Making the Trek to Stumptown

Rowing Pontoon Boat
After spending the end of 2007 in Dallas and listening to my friend tell stories of great winter fishing in Oregon, I decided to permanently move there. I didn't want to get on the plane after my trip in October was over, but I had a feeling someday I'd be back.

Locals call it Stumptown because during the days of the western expansion, settlers would cut down any tree they could find for lumber. Eventually, the landscape was almost nothing but tree stumps; hence, Stumptown.

The trees grew back and now Portland is flourishing with towering evergreens. Anyway, this is my home now although I have yet to find a place to live or a job to make me money. I came for the fishing and the other outdoor sports, but I can only stay if I can get a job. Wish me luck. The rain pours steady and we've actually seen some snow here over the past week, which is rare for this elevation. Other areas of Oregon are getting dumped on and Mt. Hood consistently has fresh powder. I need to get on the snowboard.

Oregon is synonymous with steelheading and winter is time for the big natives to come in, so most of January, February and March will be spent in search of my first chromer. Again, wish me luck. I'm working on my Spey cast and the art of the swing right now that is not exactly something I want others to see at the moment, but it's getting better each time I go out.
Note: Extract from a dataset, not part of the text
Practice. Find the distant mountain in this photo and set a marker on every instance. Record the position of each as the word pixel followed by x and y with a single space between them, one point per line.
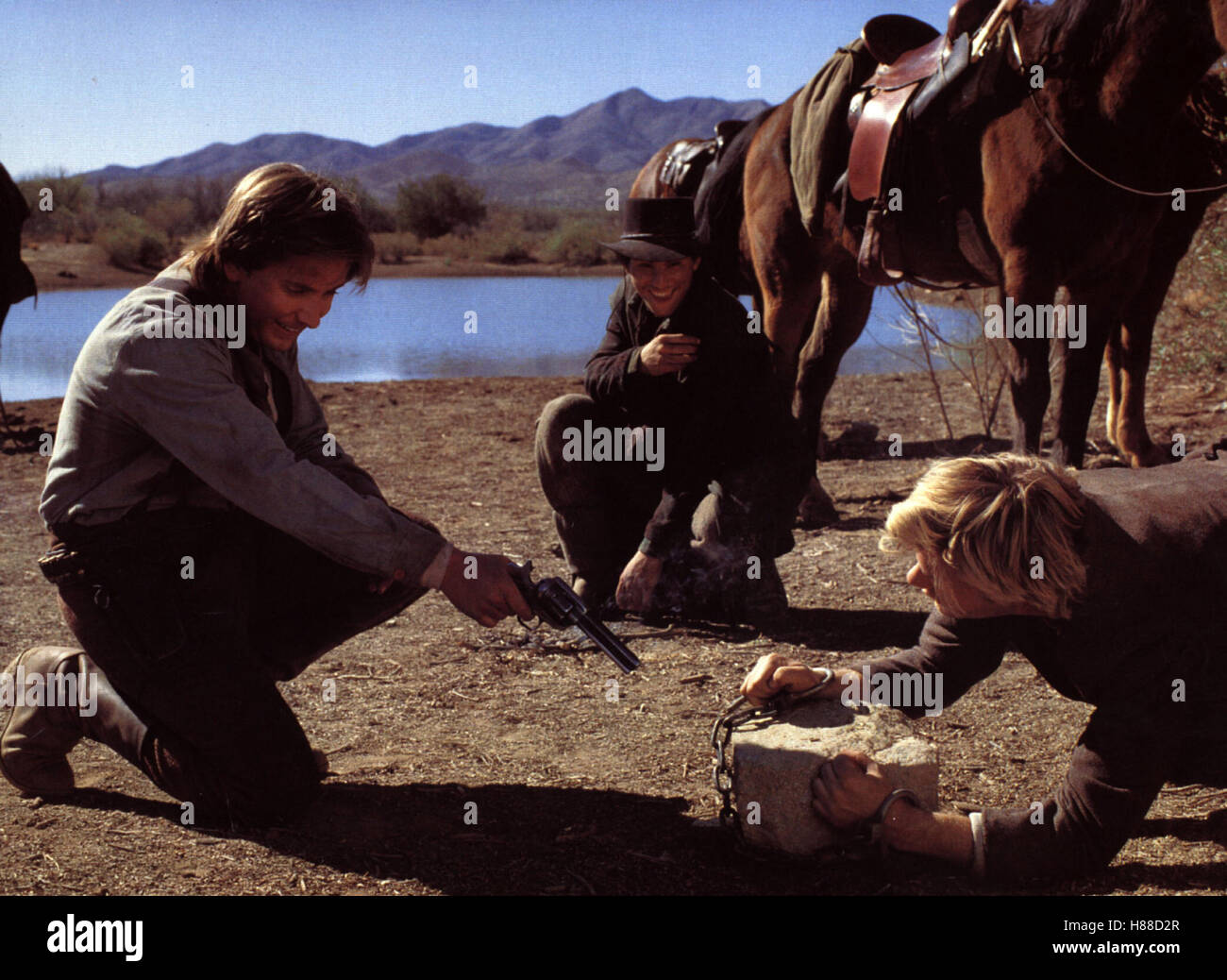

I've learned you have to get excited about certain runs that you get to fish. You don't say, "I know we're gonna catch a fish in this run." You say, "Man, this is some nice swinging water."

The guys who are experts at this obviously do better, but as I am starting out I have to be patient and get excited about "sexy" water, as my friend calls it. So as of now I'm a man in search of the sexiest piece of river I can find in Oregon.